Could removing an auto lane make this corner safer for people in cars? Jim Gardner, who has lived near Barbur for 40 years (and who supports a fix for what he calls the “inherently dangerous” bridges that lack bike lanes) doubts it. Before 2011, he noted, there was no clear history of fatal crashes at Miles.

Riding Portland's urban highways-30
An organized bicycle ride on Barbur in June.
(Photo by J.Maus/BikePortland)

“Though in the middle of the city, it feels like a rural freeway: wooded on both sides, two wide lanes, gentle curves, no intersections, no visible habitation, no driveways,” Gardner said of the stretch, in an email Friday. “It invites speed and demands little attention. Then comes a reduced speed limit, a right hand curve, and the intersection, all within a fairly short distance. But does all that mean it is inherently dangerous? I think not. If it were so, there would be a much longer history of accidents there, even fatal ones.”

Gardner said he thinks speed limit enforcement would be one way to make the road safer.
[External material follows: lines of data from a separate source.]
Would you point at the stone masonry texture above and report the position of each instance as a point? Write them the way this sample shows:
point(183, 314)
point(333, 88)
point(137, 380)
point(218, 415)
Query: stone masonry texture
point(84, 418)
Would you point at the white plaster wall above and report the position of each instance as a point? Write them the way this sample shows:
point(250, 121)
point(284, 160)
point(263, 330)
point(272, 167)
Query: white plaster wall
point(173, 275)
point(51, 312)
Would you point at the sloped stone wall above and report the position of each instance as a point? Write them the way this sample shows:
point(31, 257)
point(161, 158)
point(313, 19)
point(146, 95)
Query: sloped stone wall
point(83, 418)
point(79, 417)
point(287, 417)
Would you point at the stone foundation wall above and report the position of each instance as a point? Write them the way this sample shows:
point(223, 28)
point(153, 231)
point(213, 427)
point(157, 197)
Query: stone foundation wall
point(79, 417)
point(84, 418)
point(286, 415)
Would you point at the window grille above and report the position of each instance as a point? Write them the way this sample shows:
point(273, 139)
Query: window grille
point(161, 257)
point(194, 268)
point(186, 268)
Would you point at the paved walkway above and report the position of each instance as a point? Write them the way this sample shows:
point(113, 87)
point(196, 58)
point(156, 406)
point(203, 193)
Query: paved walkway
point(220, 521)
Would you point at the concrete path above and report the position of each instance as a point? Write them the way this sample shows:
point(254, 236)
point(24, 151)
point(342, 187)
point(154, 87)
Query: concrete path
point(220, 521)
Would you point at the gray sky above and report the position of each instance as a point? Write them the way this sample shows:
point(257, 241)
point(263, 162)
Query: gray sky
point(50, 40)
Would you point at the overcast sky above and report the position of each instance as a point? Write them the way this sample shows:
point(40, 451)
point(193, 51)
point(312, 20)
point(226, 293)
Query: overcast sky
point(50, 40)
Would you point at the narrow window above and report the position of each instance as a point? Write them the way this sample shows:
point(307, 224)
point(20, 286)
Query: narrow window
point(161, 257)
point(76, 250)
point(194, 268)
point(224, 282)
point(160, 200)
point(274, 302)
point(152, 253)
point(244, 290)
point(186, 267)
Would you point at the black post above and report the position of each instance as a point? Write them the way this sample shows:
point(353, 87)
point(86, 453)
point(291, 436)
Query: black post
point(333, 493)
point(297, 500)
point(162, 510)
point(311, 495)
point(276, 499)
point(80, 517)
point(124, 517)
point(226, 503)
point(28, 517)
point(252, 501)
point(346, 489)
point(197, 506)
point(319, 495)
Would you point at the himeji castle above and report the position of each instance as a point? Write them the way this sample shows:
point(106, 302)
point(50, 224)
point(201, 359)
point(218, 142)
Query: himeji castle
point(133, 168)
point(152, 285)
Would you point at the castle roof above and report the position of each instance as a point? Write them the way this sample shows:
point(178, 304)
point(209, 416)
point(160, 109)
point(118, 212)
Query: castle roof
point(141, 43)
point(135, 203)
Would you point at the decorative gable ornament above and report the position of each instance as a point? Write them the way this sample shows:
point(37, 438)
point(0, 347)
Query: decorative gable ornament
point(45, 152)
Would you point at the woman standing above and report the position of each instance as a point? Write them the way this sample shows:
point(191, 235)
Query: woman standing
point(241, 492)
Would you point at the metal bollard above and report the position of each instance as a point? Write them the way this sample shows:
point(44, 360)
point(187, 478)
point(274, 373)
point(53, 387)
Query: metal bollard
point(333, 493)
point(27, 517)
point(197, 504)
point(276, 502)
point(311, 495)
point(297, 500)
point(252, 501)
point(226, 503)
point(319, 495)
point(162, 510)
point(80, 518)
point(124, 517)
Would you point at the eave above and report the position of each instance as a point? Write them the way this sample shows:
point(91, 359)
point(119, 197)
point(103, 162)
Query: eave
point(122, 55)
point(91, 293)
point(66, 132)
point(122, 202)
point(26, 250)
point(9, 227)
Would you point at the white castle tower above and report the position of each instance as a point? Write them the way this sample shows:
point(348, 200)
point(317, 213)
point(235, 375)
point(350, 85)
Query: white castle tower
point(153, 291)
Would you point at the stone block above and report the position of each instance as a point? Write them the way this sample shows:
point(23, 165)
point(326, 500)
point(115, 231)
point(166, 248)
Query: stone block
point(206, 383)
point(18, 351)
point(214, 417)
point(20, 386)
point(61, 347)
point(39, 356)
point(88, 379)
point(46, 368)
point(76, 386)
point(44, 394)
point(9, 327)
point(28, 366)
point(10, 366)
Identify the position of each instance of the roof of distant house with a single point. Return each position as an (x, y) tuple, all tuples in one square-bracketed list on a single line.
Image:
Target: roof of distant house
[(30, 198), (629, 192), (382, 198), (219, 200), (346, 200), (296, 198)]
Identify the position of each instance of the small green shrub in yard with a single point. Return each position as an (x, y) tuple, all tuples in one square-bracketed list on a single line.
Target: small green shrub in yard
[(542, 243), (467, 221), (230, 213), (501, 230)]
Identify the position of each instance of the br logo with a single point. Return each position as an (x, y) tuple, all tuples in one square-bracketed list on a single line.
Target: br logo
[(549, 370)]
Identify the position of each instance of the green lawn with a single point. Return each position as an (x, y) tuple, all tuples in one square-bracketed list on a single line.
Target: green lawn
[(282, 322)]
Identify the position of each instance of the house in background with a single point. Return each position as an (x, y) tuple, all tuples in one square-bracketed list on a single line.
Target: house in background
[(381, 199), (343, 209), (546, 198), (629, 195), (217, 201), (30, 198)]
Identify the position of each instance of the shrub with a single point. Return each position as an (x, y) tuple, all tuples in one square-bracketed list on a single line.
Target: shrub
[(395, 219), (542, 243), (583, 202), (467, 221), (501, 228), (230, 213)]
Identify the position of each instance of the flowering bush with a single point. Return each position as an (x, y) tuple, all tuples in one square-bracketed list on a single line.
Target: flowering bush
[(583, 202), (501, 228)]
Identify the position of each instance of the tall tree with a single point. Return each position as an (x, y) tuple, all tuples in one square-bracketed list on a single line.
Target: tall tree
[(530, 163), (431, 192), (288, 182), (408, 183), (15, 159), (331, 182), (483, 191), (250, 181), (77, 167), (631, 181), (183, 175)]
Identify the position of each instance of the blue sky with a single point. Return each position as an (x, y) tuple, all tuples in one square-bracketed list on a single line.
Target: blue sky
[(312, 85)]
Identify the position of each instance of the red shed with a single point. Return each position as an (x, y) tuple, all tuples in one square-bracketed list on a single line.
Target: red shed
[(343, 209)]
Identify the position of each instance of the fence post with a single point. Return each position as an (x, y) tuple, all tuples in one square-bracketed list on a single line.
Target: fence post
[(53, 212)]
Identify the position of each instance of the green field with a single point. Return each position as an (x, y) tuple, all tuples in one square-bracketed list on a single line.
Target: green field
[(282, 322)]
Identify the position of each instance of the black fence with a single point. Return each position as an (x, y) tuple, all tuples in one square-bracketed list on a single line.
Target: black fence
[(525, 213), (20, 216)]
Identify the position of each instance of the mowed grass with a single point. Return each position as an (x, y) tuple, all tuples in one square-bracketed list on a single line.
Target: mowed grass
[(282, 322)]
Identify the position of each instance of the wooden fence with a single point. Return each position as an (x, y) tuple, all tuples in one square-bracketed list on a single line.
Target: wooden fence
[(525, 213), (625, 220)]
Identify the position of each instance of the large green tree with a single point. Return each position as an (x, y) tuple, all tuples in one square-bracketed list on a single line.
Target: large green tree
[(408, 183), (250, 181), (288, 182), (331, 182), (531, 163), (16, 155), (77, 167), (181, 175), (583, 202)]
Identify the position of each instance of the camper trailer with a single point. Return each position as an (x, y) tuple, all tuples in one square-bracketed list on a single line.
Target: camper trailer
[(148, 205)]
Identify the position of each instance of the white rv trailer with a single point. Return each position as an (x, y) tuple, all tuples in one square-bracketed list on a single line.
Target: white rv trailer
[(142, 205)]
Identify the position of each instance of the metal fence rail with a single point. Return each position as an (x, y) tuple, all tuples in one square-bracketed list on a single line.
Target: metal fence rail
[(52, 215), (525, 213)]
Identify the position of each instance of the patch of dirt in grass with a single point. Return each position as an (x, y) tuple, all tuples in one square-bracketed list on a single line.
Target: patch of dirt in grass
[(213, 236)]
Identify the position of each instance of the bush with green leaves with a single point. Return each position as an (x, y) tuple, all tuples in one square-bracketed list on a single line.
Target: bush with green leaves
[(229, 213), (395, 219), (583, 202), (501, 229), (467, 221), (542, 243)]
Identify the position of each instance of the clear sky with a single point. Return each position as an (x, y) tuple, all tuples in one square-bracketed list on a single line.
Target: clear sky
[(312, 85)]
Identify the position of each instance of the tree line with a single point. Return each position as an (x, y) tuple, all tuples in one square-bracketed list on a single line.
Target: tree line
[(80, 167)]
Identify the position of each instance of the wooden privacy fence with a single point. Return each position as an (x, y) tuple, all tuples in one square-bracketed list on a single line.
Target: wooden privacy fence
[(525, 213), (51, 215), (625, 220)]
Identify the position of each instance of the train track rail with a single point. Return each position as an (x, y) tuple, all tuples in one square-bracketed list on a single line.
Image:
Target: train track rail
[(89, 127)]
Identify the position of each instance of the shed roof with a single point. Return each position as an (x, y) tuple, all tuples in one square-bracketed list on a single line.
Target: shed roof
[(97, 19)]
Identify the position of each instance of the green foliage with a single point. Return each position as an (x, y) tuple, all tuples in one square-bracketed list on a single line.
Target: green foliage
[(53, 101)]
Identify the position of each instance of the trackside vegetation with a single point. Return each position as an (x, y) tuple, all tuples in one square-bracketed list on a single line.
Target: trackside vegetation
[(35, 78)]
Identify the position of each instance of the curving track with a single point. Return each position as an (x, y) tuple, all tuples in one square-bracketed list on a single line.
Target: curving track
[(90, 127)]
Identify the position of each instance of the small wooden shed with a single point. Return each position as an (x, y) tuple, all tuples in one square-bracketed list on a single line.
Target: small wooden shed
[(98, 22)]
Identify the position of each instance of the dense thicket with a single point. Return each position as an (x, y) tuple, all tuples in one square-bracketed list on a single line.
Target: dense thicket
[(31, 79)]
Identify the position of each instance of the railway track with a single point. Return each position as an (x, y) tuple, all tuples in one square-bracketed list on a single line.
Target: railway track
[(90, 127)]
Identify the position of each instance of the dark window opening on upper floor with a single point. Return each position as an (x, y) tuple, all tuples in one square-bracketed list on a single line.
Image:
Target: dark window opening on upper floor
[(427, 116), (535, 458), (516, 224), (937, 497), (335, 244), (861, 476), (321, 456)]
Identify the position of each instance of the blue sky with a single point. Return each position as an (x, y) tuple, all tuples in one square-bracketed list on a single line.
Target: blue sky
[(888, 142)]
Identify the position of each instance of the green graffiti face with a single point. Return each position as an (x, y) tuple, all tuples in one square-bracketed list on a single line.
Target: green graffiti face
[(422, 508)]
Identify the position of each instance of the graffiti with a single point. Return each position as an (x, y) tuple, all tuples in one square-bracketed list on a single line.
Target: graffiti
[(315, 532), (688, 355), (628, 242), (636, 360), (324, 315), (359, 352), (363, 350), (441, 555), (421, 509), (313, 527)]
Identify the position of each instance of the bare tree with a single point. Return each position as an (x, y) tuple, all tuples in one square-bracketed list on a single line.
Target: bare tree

“It’s a big world with many sharp edges,” Gardner added. “We have a duty not to increase those risks unnecessarily, but we also can’t idiot-proof everywhere and everything.”

Moreover, all of these fatalities but one involved speeding southbound vehicles, who would still have two lanes under the main restriping plan. And it’s not clear whether simply adding paint-buffered bike lanes would tend to change the behavior of people driving recklessly in either direction.

It is certain, however, that the deadliest intersection in the city of Portland is also the southbound end of a proposed 1.5 mile restriping that engineers say would slow traffic and separate bikes from cars without reducing road capacity.

In an October email, before Barbur’s latest two fatalities, Bicycle Transportation Alliance Advocate Carl Larson weighed in on a conversation with Gardner and others, saying that although “better street design can’t keep people from making bad decisions,” it can “reduce the impact of those decisions.”

“We have too many streets that, with their wide lanes, poorly timed lights, and radiused curves function all-too-beautifully for driving on at double the speed limit, drunk,” Larson argued. “That’s a design problem — one that can be fixed.”

Correction: An earlier version of this post referred to an incorrect street name at one point, and referred to the top image as being from the wrong direction.